Non è un paese per vecchi

di Cormac McCarthy

Einaudi 2006

Recensione a cura di Armando Ermini

Ai confini fra Texas e Messico si intrecciano più cacce all’uomo. Quella dell’assassino psicopatico Anton Chigurh verso Moss, un reduce dal Vietnam che si è appropriato di una montagna di dollari derivanti dal narcotraffico , trovati casualmente, e quelle dell’anziano sceriffo Bell, impegnato a scovare Moss per salvarlo dallo psicopatico e contemporaneamente a dare la caccia allo stesso.

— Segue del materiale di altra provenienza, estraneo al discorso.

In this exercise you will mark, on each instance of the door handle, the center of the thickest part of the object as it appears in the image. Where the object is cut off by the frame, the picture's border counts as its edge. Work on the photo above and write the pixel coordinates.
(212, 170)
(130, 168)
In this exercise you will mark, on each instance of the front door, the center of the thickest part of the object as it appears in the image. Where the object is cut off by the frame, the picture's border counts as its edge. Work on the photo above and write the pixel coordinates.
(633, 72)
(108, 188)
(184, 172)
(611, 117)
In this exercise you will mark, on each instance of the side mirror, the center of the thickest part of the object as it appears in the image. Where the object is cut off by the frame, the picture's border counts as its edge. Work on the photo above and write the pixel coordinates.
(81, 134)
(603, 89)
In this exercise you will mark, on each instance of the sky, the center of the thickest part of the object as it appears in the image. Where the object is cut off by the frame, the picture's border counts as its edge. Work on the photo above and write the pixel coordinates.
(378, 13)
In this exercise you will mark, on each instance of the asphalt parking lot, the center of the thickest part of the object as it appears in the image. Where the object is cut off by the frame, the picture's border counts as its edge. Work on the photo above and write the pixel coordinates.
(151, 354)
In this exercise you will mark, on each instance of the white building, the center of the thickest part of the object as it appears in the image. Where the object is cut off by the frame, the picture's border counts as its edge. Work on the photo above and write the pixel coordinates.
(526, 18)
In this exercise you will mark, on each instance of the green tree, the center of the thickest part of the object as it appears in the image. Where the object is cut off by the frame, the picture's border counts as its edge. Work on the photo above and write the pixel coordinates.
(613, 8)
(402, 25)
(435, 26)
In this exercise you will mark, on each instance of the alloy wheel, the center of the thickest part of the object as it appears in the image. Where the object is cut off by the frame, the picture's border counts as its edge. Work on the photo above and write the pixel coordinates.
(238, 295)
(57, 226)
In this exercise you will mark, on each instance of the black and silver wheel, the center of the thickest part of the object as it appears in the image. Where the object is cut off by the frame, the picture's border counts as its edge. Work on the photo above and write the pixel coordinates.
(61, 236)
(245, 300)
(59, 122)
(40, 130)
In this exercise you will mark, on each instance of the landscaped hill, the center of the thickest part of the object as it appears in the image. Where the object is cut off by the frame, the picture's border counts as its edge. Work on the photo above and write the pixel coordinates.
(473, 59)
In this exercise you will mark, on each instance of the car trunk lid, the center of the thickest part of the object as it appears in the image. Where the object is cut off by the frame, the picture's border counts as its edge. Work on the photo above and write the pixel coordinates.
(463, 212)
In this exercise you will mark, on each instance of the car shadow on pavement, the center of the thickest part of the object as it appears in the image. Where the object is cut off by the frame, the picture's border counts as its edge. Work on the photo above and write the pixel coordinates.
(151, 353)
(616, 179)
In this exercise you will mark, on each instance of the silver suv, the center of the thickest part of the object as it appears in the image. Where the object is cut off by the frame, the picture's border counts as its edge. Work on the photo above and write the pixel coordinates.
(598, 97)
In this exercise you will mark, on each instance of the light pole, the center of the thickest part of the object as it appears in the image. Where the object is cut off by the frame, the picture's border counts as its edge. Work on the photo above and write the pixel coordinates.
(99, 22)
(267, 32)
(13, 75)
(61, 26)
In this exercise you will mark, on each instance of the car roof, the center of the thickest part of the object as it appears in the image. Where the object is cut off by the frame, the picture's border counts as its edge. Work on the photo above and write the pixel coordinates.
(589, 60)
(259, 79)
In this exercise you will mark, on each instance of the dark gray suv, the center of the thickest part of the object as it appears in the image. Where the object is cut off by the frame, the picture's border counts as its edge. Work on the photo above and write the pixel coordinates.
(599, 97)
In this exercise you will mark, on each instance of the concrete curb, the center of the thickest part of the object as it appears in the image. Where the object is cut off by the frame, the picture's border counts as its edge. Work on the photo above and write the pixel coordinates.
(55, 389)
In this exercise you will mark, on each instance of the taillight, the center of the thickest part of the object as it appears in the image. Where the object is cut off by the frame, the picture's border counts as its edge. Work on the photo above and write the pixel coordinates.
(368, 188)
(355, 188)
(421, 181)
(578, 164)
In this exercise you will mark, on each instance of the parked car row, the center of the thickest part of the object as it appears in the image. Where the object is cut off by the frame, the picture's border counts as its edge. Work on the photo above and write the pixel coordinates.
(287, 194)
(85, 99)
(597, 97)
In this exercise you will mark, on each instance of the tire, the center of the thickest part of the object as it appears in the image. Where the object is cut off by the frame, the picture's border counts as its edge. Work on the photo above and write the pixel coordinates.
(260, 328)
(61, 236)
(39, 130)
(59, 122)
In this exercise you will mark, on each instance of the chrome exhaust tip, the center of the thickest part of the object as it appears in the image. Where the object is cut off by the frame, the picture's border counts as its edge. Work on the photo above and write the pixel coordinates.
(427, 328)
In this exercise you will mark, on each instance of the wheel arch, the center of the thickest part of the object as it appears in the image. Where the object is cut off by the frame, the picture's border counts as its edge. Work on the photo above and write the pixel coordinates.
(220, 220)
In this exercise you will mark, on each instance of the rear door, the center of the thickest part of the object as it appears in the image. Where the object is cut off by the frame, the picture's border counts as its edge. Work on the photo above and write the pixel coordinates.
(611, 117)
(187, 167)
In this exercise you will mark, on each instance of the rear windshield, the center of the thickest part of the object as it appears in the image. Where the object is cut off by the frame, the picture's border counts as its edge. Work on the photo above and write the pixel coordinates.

McCarthy organizza il romanzo su due piani ben distinti, anche fisicamente. La descrizione scabra, essenziale di fatti, di azioni e dialoghi dei protagonisti da una parte, e i pensieri, i sentimenti, le riflessioni dello sceriffo Bell dall’altra, con una struttura narrativa funzionale a sottolineare l’irriducibile diversità e l’impossibilità a comunicare di due mondi opposti.
La società in cui imperversa la violenza più cieca e feroce, praticata con scontata naturalezza quasi fosse ovvio uccidere chi diventa anche inconsapevolmente ostacolo ai propri progetti, ed il mondo dell’anziano uomo di legge. Un mondo nient’affatto idealizzato e innocente, ma che anche nelle bassezze di cui la vita è intessuta, sa conservare i propri codici e i propri valori individuali e comunitari. E soprattutto sa che è possibile ricercare e distinguere verità e menzogna, nel singolo come nella comunità, a partire dalle cose più semplici e essenziali, senza troppe elucubrazioni intellettuali.
McCarthy non si fa vincere dalla tentazione di analisi sociologiche aperte o dissimulate. Semplicemente osserva e prende atto delle cose come sono, sapendo che poco si potrà fare per cambiarle ma rifiutandosi di adeguarsi. Il mondo di Bell, quello per cui credo che non si possa fare questo lavoro senza una moglie. E una moglie abbastanza insolita, a ben pensarci, sta sparendo, ed il nuovo sarà peggiore, anche se la gente non si rende bene conto che alla fine tutto si tiene. …il più delle volte, quando dico che il mondo sta andando alla malora, e di corsa, la gente mi fa un mezzo sorriso e mi dice che sono io che sto invecchiando.
Lo sceriffo Bell è “naturalmente” conservatore, anche in politica. E’ infastidito dai saccenti che pontificano sulle malefatte dei governi di destra, ma sembra sapere molto bene che il mondo come sarà non dipende dalla destra o dalla sinistra, almeno in gran parte. Ad uno dei saccenti, una signora vicina di posto ad una conferenza, che alla fine di una filippica dichiara: Non mi piace la direzione in cui sta andando questo paese. Voglio che mia nipote sia libera di abortire, risponde in modo disarmante: …Guardi signora, secondo me non si deve preoccupare della direzione in cui va il paese. Per come la vedo io, non c’è il minimo dubbio che sua nipote potrà abortire. Anzi le dirò, non solo sarà libera di abortire, ma sarà libera anche di mandarla al Creatore.
Eppure, ci dice Mc Carthy, fare le cose che devono essere fatte per una sorta di promessa dentro il cuore, vale la pena. Perché il mondo è destinato a cambiare intorno a noi, ma l’abbeveratoio di pietra scolpito con tanta pazienza dall’anonimo scalpellino sarà sempre al suo posto, anche dopo diecimila anni. E poi non siamo soli. C’è con noi il padre che una volta comparve in un sogno dello sceriffo. Cavalcava silenzioso, in una notte gelida e buia, tenendo in mano una fiaccola. Il figlio sa che stava andando avanti per accendere un fuoco da qualche parte in mezzo a tutto quel buio e quel freddo, e che quando ci sarei arrivato l’avrei trovato ad aspettarmi.